Here attached the python script and an application example (both poorly written, quick&dirty, .gmsh-gml_ogs6.zip.zip the python script comes with no guarantee whatsoever)
The file gmsh_coarse.geo provides the input for GMSH, to build a rectangle with two holes, with the following physical groups defined:
- 3 physical surfaces: the rectangle minus the 2 holes, the hole on the left and the hoel on the right
- 5 physical curves: the 4 borders of the rectangle plus 2 curves defining the circle boundary of each holes.
The mesh generated with GMSH must be saved as GMSH v.2, as always (for example as gmsh.msh, like here )
The script msh2gml.py will then prepare the geometry mesh.gml starting from the gmsh.msh file (Have a look at the Note at the bottom of this message).

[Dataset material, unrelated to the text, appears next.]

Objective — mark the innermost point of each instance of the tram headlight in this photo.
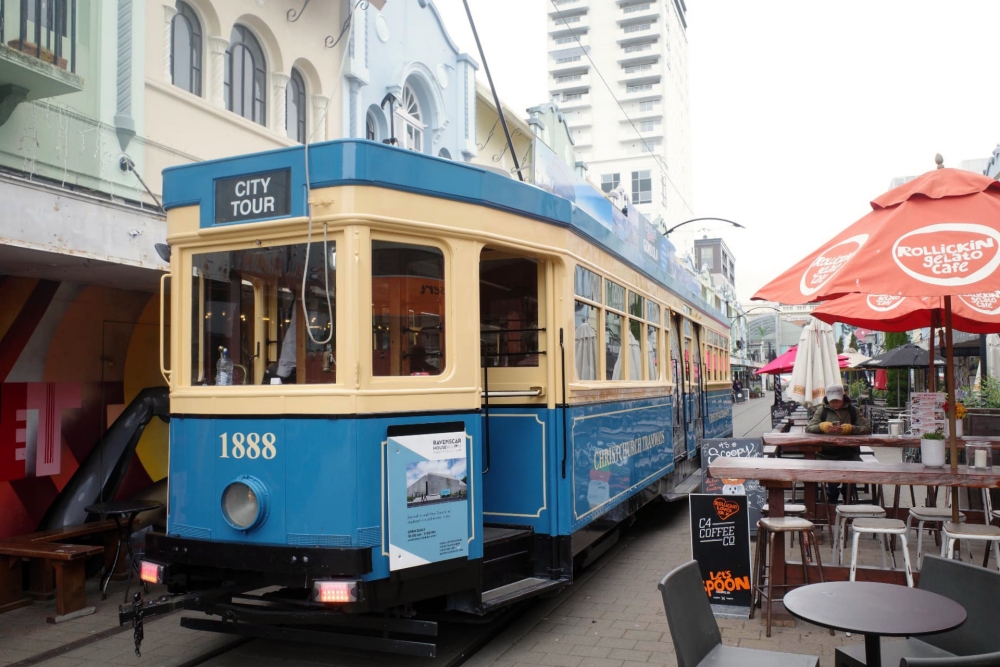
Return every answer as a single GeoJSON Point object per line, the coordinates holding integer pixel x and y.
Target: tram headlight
{"type": "Point", "coordinates": [244, 503]}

Then the mesh is prepared with various iterations of manual editing of the gmsh.msh to remove the holes material, NodeReordering , Paraview to add PointData and CellData, etcetc…
Note: the gml file generated this way almost always produces a segmentation fault error in OGS6 (serial, Singularity container).
For some reasons I don’t understand, manually adding a point (for example, a point id=“236” x=…) before the first point id output by the script makes OGS6 happy.
An example of this behavior can be seen in the simle example attached ( seg_fault.zip (25.7 KB) ) simply by using either geometry_1.gml (ogs6 crashing) or geometry_2.gml (random point added, not used in any polylines, but ogs6 is happy).